Treasury Yield-Curve Inversion Reaches Deepest Level Since 1980s

US government bond investors pushed two-year yields above 10-year yields by the widest margin since the early 1980s Thursday, a sign of flagging confidence in the economy’s ability to withstand additional Federal Reserve interest-rate hikes.

The yield on the shorter-dated Treasury reached 4.46% during the session and at one point exceeded the longer-dated note’s by as much as 86 basis points. The two-year rate was 4.10% on Feb. 2, before stronger-than-expected January employment data sparked a reassessment of how much higher the Fed’s policy rate might need to go to stifle inflation.
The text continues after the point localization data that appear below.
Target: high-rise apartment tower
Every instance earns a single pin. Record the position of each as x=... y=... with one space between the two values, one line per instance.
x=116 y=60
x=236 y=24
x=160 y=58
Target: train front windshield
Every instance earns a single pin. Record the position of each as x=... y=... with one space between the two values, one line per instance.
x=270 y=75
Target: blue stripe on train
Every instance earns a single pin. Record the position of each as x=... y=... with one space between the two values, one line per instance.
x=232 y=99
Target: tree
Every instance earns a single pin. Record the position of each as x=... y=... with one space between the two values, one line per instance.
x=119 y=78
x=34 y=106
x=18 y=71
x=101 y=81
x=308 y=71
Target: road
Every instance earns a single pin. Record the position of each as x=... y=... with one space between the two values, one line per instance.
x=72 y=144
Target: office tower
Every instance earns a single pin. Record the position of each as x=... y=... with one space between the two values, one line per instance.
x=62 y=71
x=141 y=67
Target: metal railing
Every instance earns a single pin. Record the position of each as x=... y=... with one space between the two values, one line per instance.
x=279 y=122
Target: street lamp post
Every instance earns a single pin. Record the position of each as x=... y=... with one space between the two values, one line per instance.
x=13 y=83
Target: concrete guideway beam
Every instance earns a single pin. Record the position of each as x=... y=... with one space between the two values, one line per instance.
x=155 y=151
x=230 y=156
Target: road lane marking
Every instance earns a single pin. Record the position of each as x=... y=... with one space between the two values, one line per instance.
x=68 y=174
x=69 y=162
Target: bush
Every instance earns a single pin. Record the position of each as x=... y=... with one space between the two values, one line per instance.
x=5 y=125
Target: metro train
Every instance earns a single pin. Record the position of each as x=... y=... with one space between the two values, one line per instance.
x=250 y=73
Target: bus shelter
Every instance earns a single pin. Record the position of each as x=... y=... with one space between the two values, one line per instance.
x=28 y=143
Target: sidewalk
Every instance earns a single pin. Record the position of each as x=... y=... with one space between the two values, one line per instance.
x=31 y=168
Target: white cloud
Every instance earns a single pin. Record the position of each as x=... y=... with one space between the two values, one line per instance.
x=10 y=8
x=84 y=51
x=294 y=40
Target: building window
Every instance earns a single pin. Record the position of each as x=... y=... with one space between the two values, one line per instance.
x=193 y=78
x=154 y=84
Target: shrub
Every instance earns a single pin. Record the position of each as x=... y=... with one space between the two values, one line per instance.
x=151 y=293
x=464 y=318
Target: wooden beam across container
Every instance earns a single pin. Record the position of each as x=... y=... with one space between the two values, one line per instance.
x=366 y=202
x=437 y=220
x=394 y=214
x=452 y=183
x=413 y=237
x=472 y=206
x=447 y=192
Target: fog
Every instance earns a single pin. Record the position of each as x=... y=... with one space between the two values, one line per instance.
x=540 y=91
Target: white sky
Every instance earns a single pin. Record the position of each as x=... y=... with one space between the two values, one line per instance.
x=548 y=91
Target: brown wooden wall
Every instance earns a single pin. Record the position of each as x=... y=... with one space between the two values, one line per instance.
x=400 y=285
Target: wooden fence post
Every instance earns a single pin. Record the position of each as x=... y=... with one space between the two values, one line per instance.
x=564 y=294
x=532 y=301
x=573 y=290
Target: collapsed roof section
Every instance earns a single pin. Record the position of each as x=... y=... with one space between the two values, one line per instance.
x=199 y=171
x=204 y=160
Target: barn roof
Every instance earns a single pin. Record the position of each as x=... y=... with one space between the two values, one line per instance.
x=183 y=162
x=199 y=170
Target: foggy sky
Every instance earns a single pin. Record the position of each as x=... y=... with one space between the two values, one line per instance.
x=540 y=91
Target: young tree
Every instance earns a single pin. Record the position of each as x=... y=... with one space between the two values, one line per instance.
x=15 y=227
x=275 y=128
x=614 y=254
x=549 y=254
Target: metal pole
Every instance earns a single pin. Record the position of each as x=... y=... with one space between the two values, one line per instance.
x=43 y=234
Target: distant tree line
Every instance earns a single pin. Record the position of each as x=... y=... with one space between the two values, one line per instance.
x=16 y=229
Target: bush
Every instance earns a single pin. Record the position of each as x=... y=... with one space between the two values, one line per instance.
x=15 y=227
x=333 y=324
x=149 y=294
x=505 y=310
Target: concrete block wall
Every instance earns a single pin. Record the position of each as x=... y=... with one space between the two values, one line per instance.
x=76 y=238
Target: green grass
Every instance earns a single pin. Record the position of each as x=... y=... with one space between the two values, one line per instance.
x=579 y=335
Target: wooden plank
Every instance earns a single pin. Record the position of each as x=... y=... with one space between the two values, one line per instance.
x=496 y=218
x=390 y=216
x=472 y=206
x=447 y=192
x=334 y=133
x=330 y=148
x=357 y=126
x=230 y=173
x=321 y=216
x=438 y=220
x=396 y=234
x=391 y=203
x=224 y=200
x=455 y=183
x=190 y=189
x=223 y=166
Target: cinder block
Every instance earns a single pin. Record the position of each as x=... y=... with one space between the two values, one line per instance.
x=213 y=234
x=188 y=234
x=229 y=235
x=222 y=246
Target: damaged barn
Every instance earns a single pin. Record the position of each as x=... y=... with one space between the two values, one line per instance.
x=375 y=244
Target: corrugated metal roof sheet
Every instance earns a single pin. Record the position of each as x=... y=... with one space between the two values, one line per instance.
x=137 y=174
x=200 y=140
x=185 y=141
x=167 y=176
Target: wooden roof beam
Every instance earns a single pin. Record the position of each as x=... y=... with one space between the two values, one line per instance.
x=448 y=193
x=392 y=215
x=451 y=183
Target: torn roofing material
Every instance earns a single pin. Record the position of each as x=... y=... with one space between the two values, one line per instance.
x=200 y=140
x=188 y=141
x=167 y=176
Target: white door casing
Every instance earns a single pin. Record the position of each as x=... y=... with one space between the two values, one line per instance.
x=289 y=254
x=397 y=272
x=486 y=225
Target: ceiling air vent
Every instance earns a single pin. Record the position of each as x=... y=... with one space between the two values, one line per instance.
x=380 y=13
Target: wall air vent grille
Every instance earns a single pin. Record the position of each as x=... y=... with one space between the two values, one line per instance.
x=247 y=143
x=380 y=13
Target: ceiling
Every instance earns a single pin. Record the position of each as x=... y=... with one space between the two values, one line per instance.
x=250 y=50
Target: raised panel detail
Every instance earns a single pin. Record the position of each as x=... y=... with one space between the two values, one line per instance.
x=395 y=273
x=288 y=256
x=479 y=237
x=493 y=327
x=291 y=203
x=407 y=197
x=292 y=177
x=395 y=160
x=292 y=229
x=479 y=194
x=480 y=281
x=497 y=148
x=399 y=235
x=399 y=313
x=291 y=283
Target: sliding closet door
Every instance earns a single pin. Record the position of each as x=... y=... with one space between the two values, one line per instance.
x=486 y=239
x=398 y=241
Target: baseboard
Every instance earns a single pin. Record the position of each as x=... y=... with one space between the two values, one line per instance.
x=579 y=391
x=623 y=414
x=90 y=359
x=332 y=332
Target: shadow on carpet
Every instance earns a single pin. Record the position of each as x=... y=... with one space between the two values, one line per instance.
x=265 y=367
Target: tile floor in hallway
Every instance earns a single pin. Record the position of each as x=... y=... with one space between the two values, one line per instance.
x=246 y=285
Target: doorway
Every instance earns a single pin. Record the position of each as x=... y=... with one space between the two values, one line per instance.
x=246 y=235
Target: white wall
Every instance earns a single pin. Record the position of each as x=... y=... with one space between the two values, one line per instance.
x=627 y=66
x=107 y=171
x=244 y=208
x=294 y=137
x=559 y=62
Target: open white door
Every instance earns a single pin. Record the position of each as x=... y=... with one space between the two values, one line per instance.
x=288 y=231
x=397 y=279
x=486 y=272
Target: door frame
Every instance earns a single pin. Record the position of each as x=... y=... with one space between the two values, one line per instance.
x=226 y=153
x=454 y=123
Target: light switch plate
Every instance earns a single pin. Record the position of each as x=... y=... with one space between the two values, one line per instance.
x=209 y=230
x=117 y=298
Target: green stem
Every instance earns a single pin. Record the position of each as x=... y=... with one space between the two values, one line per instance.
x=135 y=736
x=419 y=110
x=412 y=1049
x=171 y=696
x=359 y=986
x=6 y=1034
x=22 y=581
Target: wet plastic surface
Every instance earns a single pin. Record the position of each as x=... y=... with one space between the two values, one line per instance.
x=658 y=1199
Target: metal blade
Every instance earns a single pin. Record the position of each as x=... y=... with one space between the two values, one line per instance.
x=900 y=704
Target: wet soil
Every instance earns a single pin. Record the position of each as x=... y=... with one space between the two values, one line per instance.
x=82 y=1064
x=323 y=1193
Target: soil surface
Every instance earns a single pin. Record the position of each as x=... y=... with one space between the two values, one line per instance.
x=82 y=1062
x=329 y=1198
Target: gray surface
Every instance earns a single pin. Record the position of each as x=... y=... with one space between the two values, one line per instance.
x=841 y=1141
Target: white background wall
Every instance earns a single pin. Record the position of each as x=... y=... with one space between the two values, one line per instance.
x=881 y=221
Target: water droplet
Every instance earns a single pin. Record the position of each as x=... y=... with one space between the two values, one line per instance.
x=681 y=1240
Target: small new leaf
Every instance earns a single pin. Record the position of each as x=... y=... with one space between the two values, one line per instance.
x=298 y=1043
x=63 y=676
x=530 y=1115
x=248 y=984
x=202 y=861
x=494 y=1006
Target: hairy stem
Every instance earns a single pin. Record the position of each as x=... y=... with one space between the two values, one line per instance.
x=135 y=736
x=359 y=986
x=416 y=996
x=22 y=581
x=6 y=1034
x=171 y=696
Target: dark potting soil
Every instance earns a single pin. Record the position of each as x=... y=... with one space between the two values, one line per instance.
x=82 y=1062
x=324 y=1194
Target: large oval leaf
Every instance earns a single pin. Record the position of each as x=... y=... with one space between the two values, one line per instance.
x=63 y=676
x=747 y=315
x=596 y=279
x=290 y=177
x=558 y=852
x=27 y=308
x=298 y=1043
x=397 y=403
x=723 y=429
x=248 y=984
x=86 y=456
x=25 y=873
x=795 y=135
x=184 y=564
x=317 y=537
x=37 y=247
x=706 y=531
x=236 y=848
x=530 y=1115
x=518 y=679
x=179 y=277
Overnight index swaps have pushed pricing for a peak in the federal funds rate to about 5.1% in July, suggesting a target range of 5% to 5.25%. But it’s trades in options this week that have weighed heavily on the policy-sensitive two-year note, anticipating the risk of a shift higher toward 6%.

Ten-year yields lower than two-year yields — the status quo since July — signify expectations that elevated policy rates will take an economic toll. A portion of the latest curve shift is attributable to the debut via an auction on Wednesday of a new 10-year Treasury note that trades at a yield slightly lower than the previous one, and thus at a wider negative spread to the current two-year.